After lunch, we continued on our hike. It was brutal and involved yet more dangerous climbs, but we made it back shortly before dark, battered and beaten and sorely in need of beer, which we soon procured. The trek had taken nearly 10 hours and we had covered 16 km of jungle. We had seen snakes, centipedes, and three species of monkey. Our nerves and strength had been pushed to – and in some cases beyond – breaking point. In short, it was fantastic.
Leaving Khao Sok
That evening, we enjoyed food and beers and mojitos by the Sok River before getting a much-needed night’s sleep. In the morning, I awoke with a hangover and had to walk it off in the hot sun. My feet did not thank me for that, but I was feeling better by check-out time at 11am. We headed back to Bamboo Bistro for a bye-bye breakfast, then hit the road.
It was a long drive back to Phuket. It’s funny how it often seems so much longer on the return trip. Along the way, the only stop we made was at Natai Beach – a lonesome stretch of white sand not too far north of Phuket. We stopped and had a swim in the shallow waters that were protected by a coral reef, then jumped back in the car for the final leg. Alas, it was a miserable one. We hit Phuket just at the start of rush hour and endured a slow, tiring journey across the island.

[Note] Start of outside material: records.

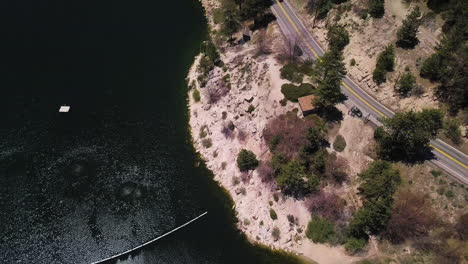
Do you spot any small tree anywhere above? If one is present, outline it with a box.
[368,0,385,18]
[306,216,335,243]
[396,72,416,97]
[372,45,395,85]
[327,25,349,51]
[374,109,443,162]
[237,149,259,171]
[397,7,421,48]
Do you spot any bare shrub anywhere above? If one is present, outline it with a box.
[257,162,274,182]
[255,29,271,56]
[221,122,234,138]
[385,190,438,242]
[276,38,302,63]
[325,153,349,184]
[206,78,231,104]
[240,172,252,184]
[305,191,344,221]
[263,113,314,159]
[237,129,247,142]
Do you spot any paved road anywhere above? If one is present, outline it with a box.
[272,0,468,184]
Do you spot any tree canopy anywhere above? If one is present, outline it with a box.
[368,0,385,18]
[397,7,421,48]
[374,109,443,162]
[276,160,319,197]
[237,149,258,171]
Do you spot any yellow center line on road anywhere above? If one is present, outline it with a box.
[275,0,468,169]
[276,0,385,117]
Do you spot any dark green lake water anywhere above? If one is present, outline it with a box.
[0,0,304,263]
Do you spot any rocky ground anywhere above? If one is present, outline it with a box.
[187,1,382,263]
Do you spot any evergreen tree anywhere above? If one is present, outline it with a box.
[327,25,349,51]
[396,72,416,97]
[314,50,346,108]
[374,109,443,162]
[368,0,385,18]
[372,44,395,85]
[397,7,421,48]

Still, it had been a wonderful trip and I was glad that we got back to Khao Sok. The first journey had been fleeting and it would have been a shame not to have seen rafflesia. Though I am no botanist, that is a flower that anyone can appreciate. The hike was a refreshing wake-up from my sedentary Phuket life, too. It will probably be my last trip in Thailand for a long time as my visa expires next month and I head back to Cambodia. But it was a fitting one. Thanks for the memories, Khao Sok. You were incredible.